Persea borbonia, commonly called redbay, is an evergreen tree or large shrub native to the Atlantic and Gulf coastal plains of the southeastern United States where it is found growing in coastal forests, bog margins, forested swamps, and other consistently moist, lowland, mesic habitats. Mature plants will reach around 50' tall with a similar spread and a dense, oval to rounded canopy, but may take on a shorter, more shrubby form in certain habitats. The reddish brown, furrowed bark can be quite showy on older specimens. The fragrant, elliptic to ovate, glossy foliage will reach around 3-6" long and 0.75-2" wide. Small clusters of inconspicuous, light yellow-green flowers bloom from late spring into early summer and are followed by 0.5" wide, oval-shaped drupes which mature from green to dark blue or black. The fruits tend to persist on the tree well into winter and are an important food source for birds including quail, turkey, and many songbirds. Redbay is a larval food source for the spicebush swallowtail, Palamedes swallowtail, and the endangered Schaus swallowtail which is endemic to Florida.

Genus name comes from the Greek name persea for an Egyptian tree (Cordia myxa).

The specific epithet borbonia honors Gaston Jean-Baptiste de Bourbon, Duke of Orléans (1606-1660) who was known for creating gardens and collecting plants at his palace in Blois, France.

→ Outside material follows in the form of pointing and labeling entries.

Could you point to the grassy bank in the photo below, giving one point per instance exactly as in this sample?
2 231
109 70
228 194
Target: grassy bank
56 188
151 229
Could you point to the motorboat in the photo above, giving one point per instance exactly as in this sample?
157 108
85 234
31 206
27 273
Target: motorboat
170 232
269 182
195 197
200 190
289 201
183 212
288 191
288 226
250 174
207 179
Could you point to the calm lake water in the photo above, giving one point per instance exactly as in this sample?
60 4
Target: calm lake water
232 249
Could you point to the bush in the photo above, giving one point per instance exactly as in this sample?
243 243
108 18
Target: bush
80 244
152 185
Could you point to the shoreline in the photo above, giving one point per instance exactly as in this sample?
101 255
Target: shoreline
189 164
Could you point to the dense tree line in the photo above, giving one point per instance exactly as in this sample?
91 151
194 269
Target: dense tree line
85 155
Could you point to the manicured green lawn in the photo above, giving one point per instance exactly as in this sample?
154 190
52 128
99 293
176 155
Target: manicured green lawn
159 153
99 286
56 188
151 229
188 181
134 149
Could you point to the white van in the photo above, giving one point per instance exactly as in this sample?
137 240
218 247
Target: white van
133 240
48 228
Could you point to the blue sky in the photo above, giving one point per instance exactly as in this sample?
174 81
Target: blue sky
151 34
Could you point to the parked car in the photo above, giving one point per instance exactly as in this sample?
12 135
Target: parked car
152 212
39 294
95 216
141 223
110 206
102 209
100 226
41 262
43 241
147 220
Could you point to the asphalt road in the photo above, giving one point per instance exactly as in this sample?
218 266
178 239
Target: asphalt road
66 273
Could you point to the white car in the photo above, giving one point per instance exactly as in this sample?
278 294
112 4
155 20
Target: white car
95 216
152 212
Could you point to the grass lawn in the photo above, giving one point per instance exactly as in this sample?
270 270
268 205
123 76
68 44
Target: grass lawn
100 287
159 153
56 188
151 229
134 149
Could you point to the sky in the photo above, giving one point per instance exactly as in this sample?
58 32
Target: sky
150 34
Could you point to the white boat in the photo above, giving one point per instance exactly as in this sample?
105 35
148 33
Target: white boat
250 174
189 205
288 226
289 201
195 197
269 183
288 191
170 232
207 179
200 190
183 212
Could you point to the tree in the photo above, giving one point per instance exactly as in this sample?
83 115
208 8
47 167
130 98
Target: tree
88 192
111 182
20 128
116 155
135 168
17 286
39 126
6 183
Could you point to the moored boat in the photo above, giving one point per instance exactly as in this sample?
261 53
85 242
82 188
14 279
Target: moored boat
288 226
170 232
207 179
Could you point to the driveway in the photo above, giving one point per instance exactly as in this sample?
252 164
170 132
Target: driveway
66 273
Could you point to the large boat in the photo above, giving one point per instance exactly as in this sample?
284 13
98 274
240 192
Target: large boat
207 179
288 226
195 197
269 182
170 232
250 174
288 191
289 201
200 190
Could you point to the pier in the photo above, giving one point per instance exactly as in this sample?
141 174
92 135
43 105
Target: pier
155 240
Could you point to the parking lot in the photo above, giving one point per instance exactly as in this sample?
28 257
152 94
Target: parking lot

Susceptible to laurel wilt. Leaf disfiguration from psyllid galls is common but does not typically cause lasting damage. Twig borers, scales, and aphids can be problematic, especially for young plants with large infestations. Branches are prone to breaking in strong winds. Weak branch unions combined with fruit and twig drop make this tree best sited away from driveways, sidewalks, or other high traffic areas.


Specimen or accent tree. Allow to naturalize in low, wet areas.